Lors de l’interpellation de Belkacem à l’automne 1995 dans le nord de la France, les policiers découvrent chez lui une véritable panoplie d’artificier, ainsi que des armes et des munitions. L’analyse de la bande magnétique du ticket de métro retrouvé dans ses poches démontre que celui-ci a été utilisé pour la dernière fois sur la ligne C du RER le jour de l’attentat, et que son utilisateur a quitté la rame à la station Javel quelques minutes avant l’explosion de la bombe.

Beghal est lui aussi interpellé en 1995. Relâché aussitôt, il part pour l’Afghanistan et la Tchétchénie pour y récolter des fonds. Il sera condamné une première fois le 15 mai 2005, à 10 ans de prison pour avoir créé une association de malfaiteurs terroristes, mais libéré en 2009 et assigné à résidence dans un hôtel à Murat, dans le Cantal. Ce qui ne l’empêche pas pour autant de recevoir Chérif Kouachi et Amedy Coulibaly, les futurs auteurs des attentats contre Charlie Hebdo et la supérette cacher de la Porte de Vincennes.

En 2010, la police arrête en France quatorze personnes soupçonnées de planifier une tentative d’évasion du poseur de bombes Belkacem. Parmi eux, un fois de plus, Djamel Beghal,

Notons par ailleurs que Mehdi Nemmouche, l’auteur de l’attaque contre le Musée juif de Bruxelles, affirme lui aussi que son maître à penser n’est autre que Djamel Beghal. Voilà donc l’héritage d’Abou Hamza et du Londonistan.

En 2000, les journalistes du magazine Executive Intelligence Review (EIR) avaient adressé un mémorandum à la Secrétaire d’Etat américaine de l’époque Madeleine Albright, lui demandant d’inscrire le Royaume-Uni sur la liste des pays soutenant le terrorisme. Parmi les documents présentés, un article du Daily Telegraph daté du 6 novembre 1995, intitulé « Londres abrite l’auteur des attentats de Paris », ainsi qu’un article paru dans Le Figaro du 3 novembre 1995 : « Le fog proverbial de Londres », affirmant que « la piste de Boualem Bensaïd, dirigeant du GIA, mène à Londres. La capitale britannique a servi de base logistique et financière aux terroristes ».

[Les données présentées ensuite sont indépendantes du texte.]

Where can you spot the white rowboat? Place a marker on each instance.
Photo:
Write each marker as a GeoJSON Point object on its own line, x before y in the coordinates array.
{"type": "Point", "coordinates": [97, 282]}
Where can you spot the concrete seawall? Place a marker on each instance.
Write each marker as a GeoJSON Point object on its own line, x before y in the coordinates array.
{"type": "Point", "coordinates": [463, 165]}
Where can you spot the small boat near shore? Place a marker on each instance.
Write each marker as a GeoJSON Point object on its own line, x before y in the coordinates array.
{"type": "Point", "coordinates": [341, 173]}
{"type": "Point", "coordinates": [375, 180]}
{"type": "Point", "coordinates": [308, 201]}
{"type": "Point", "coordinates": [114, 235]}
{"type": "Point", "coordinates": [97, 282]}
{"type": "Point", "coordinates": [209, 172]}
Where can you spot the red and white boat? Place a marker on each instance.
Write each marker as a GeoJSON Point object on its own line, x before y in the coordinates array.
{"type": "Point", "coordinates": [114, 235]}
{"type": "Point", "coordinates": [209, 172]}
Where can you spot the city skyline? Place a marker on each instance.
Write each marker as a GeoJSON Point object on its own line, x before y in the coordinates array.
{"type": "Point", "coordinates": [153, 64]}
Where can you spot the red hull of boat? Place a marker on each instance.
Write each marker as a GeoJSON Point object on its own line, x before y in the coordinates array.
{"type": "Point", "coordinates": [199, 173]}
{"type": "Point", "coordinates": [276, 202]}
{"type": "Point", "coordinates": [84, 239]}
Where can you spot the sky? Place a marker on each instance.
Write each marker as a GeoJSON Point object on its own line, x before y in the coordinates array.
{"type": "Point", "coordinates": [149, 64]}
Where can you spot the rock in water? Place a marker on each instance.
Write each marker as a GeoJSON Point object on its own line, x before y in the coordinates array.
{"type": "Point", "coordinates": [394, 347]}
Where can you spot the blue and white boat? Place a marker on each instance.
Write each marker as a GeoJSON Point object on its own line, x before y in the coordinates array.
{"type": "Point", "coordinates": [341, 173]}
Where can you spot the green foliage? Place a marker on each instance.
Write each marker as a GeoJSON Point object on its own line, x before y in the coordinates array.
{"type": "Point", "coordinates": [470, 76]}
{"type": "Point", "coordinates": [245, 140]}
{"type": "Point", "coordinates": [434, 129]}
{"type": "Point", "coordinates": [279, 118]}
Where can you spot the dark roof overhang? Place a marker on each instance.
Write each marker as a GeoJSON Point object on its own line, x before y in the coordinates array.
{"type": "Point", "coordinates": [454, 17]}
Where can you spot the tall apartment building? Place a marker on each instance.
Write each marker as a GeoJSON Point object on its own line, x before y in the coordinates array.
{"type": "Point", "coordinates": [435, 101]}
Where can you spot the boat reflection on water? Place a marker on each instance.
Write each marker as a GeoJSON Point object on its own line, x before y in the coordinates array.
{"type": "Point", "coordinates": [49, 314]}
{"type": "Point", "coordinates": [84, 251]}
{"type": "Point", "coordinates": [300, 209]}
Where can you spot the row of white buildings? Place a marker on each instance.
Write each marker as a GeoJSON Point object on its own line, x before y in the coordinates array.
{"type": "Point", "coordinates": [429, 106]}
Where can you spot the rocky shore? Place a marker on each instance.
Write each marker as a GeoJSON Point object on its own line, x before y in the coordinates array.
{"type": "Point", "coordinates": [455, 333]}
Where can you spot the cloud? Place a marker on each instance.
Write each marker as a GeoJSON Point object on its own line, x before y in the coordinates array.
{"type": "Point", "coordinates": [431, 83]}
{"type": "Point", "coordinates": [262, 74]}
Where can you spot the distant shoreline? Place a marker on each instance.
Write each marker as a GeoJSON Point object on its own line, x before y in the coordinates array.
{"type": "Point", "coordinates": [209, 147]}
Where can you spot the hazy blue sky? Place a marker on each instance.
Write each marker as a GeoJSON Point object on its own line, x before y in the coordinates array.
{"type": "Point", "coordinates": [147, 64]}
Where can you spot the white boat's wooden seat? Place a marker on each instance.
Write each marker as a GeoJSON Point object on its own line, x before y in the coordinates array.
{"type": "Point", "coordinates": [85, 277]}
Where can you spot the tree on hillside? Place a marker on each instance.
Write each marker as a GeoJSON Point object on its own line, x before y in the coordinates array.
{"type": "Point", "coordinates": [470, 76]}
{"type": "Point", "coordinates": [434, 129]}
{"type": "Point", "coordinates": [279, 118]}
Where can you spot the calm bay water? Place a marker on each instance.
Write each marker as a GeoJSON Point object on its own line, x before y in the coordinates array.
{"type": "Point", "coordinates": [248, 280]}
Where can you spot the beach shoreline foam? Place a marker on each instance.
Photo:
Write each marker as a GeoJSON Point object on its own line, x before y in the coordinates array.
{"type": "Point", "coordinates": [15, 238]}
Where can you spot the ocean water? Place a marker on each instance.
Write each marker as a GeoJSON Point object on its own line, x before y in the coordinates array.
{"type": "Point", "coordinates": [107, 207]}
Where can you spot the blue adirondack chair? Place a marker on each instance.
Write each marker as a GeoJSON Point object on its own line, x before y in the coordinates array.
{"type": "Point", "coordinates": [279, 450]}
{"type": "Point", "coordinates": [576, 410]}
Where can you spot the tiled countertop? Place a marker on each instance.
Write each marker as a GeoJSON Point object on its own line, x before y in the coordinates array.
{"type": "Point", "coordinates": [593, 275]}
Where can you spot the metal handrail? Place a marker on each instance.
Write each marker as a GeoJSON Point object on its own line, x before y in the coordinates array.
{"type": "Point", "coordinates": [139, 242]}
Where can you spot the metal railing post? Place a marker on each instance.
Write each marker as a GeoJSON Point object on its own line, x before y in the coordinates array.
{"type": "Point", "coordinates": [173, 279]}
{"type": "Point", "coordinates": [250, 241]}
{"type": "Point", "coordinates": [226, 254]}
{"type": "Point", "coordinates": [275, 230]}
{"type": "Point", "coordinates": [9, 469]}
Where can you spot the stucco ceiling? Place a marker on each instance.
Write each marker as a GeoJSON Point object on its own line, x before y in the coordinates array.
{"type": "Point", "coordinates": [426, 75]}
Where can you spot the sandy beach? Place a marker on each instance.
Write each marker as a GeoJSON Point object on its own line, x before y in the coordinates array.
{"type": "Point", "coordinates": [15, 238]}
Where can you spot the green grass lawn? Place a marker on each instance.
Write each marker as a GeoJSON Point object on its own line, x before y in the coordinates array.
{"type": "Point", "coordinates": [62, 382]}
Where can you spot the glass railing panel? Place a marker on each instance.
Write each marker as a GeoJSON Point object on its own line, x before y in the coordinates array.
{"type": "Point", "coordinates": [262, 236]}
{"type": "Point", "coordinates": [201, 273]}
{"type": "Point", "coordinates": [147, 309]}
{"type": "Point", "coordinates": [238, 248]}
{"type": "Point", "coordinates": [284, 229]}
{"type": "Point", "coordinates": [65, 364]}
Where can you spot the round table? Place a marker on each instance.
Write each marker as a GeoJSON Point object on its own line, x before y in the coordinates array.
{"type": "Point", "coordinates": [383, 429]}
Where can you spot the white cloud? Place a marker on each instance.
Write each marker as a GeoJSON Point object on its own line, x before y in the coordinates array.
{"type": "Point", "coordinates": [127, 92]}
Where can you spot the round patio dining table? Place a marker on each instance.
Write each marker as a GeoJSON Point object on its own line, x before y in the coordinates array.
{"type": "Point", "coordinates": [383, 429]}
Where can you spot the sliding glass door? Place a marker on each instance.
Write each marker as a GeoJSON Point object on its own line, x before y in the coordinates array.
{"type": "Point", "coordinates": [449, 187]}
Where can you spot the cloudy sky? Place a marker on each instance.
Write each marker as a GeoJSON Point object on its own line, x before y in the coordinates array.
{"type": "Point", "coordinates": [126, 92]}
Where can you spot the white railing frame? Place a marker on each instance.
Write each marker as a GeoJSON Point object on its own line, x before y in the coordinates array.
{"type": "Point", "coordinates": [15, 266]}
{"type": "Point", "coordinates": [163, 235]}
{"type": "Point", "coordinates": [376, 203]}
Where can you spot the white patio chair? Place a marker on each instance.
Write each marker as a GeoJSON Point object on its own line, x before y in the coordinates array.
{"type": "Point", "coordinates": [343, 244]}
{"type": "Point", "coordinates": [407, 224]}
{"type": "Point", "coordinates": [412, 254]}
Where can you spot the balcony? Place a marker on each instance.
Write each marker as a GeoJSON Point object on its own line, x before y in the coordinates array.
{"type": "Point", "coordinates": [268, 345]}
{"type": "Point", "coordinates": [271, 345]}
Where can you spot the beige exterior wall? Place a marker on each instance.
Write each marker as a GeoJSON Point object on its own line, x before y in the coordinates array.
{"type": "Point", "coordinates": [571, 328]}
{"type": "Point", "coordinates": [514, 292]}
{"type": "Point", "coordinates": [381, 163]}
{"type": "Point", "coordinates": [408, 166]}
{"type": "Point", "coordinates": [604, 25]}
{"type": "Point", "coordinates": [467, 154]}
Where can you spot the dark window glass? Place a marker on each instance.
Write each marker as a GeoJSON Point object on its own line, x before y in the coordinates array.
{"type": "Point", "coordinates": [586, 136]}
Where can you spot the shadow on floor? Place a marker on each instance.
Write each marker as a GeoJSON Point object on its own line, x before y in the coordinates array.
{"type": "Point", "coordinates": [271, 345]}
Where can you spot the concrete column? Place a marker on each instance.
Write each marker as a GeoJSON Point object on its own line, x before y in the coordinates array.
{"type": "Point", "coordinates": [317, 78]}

Hamza, MI5 et Scotland Yard

Plus récemment, en mai 2014, lors des auditions du prédicateur londonien Abou Hamza extradé vers les États-Unis, son avocat Joshua Dratel affirma que son client avait toujours agi comme « un intermédiaire » entre les autorités britanniques et les extrémistes du Londonistan.

Se basant sur la cinquantaine de pages de notes prises par Scotland Yard, détaillant les échanges de son client avec les services, Dratel déclara qu’Abou Hamza coopérait avec le MI5 (sécurité intérieure) et la police pour en finir avec les prises d’otages et réduire les tensions avec la communauté musulmane en Angleterre.

Lors de son procès au Royaume-Uni en 2006, Hamza avait déjà affirmé haut et fort qu’il était, de 1997 à 2000, en contact régulier avec le MI5 et les services spéciaux anglais. « Cet aveu extraordinaire, prédit aujourd’hui le Telegraph, nourrira les théories du complot qui disent que s’il a pu prêcher la haine pendant si longtemps, c’est parce qu’il travaillait pour la police. »

Ainsi, tant qu’il n’y avait « pas de sang versé sur le sol britannique », les autorités fermaient les yeux, surtout quand les mouvances terroristes se déchaînaient à l’étranger, là où cela arrangeait les intérêts de la City et Wall Street.